Figure 1

(A) Suppression of TSA-mediated upregulation of NF-κB transcriptional activity by Calphostin C, Staurosporine and its analogue UCN-01 in NSCLC cell H322 and EsC cell TE12. Cells were transiently transfected with NF-κB-Luc plasmid as described in Materials and Methods and then subsequently treated with TSA (0.1 and 1.0 μ M) with or without concurrent Calphostin C (CC – 2 μ M), Staurosporine (STP – 200 nM) or UCN-01 (500 nM). Staurosporine and UCN-01 exerted a potent PKC-inhibitory activity as evidenced by the complete depletion of p-adducin following 12 h of exposure to the respective drugs.
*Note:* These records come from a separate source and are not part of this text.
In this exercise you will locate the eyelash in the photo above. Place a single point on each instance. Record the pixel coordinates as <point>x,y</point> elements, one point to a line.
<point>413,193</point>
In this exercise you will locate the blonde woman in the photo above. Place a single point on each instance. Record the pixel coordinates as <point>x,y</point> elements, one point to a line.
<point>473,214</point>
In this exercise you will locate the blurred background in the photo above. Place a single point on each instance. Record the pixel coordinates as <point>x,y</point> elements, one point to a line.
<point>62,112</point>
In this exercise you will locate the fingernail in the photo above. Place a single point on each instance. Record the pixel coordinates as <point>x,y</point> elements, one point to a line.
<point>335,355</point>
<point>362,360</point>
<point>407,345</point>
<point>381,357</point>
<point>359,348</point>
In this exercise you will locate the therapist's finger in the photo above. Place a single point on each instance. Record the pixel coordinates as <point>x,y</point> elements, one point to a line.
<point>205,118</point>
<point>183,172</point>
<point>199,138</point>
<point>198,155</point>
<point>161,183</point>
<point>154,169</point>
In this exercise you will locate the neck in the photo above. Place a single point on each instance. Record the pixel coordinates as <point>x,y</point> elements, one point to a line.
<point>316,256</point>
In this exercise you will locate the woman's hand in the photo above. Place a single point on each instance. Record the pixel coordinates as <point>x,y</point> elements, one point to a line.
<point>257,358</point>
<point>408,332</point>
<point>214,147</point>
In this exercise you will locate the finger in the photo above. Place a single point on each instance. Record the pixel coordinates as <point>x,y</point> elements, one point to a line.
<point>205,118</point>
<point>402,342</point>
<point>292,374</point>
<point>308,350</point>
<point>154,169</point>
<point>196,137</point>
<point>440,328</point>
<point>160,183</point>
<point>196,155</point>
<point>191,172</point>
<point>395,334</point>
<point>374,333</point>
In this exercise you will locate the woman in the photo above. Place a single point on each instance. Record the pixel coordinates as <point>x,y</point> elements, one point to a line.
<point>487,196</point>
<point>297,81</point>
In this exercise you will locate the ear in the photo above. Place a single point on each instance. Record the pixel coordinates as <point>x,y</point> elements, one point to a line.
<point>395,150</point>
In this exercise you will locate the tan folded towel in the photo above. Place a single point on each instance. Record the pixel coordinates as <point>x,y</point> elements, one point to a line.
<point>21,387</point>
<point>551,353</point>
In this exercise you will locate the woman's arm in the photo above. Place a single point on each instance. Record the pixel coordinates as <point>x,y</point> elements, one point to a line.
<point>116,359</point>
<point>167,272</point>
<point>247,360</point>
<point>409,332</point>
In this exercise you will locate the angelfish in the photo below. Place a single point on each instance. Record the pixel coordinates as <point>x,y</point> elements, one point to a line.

Luciferase activity assayed 24 h after drug treatments were normalised for proteins of cell lysates and expressed as fold of activity of untreated control cells. Data are expressed as mean±s.e.m. of three independent experiments (#P<0.05–0.01 and +P<0.001 vs controls by ANOVA and pair-wise comparison by Bonferroni test). (B) Profound induction of apoptosis in H322 and TE12 cells treated with TSA+CC, TSA+STP and TSA+UCN-01 combinations. Cells were exposed to TSA (1 or 2 μ M) for 12 h, to CC (1 μ M) or STP (200 nM) or UCN-01 (500 nM) continuously for 36 h or TSA followed by other drugs. Cells were then harvested 48 h after the onset of treatment to assay for apoptosis. Representative data of three independent experiments that yielded similar results are shown here.